Dated:  July 5, 2024                                        ___________________________________

                                                                                    Theresa M. Traber

                                                                                    Judge of the Superior Court

 


            Any party may submit on the tentative ruling by contacting the courtroom via email at Smcdept47@lacourt.org by no later than 4:00 p.m. the day before the hearing.
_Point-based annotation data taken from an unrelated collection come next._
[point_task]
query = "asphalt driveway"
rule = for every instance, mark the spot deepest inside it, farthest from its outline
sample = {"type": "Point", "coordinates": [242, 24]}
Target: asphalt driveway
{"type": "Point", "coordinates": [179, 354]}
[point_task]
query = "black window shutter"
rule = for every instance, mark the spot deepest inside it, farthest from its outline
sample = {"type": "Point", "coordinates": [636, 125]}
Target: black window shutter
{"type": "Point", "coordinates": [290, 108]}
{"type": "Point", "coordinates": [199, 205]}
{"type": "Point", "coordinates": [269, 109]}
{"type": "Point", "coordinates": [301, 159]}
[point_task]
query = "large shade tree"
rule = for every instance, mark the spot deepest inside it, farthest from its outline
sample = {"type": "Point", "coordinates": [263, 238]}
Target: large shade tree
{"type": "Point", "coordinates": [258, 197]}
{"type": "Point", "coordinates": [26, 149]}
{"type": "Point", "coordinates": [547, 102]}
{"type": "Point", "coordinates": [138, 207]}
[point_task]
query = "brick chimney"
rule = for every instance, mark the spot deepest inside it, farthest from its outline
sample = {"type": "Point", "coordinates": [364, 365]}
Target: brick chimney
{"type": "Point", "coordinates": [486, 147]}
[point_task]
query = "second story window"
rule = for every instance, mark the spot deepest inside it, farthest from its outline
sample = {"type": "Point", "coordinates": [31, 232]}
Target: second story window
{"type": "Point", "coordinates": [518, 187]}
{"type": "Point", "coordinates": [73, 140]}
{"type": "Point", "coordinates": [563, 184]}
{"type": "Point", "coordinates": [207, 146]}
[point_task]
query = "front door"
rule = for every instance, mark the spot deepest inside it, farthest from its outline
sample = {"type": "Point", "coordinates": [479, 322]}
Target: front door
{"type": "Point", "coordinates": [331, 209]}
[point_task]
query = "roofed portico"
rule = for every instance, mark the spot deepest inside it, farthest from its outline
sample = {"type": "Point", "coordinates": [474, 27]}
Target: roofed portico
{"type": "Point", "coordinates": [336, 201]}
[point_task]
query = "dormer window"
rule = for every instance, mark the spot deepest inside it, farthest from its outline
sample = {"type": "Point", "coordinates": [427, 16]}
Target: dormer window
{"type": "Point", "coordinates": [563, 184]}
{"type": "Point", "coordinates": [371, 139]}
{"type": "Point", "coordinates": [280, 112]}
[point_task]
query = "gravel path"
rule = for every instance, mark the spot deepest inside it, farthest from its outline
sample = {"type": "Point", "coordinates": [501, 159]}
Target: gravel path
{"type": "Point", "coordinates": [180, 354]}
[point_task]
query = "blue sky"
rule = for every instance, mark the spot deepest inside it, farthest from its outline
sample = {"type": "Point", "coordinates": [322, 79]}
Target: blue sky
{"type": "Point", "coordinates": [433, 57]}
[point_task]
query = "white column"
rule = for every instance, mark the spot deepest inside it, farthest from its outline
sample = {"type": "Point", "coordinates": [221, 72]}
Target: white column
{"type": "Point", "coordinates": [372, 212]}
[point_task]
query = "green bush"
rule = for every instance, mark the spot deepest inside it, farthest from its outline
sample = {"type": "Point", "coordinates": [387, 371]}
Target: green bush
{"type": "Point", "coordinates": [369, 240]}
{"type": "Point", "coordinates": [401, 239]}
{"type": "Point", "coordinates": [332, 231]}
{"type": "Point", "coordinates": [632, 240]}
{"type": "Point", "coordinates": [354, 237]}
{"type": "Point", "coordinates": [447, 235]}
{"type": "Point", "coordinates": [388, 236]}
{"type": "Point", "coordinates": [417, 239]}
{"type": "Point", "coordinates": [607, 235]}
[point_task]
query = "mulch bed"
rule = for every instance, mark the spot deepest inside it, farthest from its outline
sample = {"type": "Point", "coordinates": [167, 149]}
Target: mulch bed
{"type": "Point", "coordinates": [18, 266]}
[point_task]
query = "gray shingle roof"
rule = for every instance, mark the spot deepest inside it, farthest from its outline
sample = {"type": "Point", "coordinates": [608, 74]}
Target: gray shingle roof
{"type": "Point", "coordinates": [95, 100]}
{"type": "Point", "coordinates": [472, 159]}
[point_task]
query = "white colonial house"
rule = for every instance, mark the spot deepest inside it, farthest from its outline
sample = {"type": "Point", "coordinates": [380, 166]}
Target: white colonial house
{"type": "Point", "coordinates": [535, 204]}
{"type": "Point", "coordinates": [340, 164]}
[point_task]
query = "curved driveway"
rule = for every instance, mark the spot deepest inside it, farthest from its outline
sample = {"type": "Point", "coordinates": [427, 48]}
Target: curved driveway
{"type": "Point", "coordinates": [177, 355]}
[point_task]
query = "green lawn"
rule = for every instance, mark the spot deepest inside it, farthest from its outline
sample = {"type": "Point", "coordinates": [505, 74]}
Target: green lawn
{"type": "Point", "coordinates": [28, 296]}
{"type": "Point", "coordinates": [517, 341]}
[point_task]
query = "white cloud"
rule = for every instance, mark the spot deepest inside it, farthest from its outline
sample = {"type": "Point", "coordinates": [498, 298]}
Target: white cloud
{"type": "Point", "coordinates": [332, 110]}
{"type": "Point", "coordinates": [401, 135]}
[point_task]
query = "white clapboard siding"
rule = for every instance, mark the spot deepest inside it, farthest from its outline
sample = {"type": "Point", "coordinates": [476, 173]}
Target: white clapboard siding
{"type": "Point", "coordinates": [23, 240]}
All interested parties must be copied on the email. It should be noted that if you submit on a tentative ruling the court will still conduct a hearing if any party appears. By submitting on the tentative you have, in essence, waived your right to be present at the hearing, and you should be aware that the court may not adopt the tentative, and may issue an order which modifies the tentative ruling in whole or in part.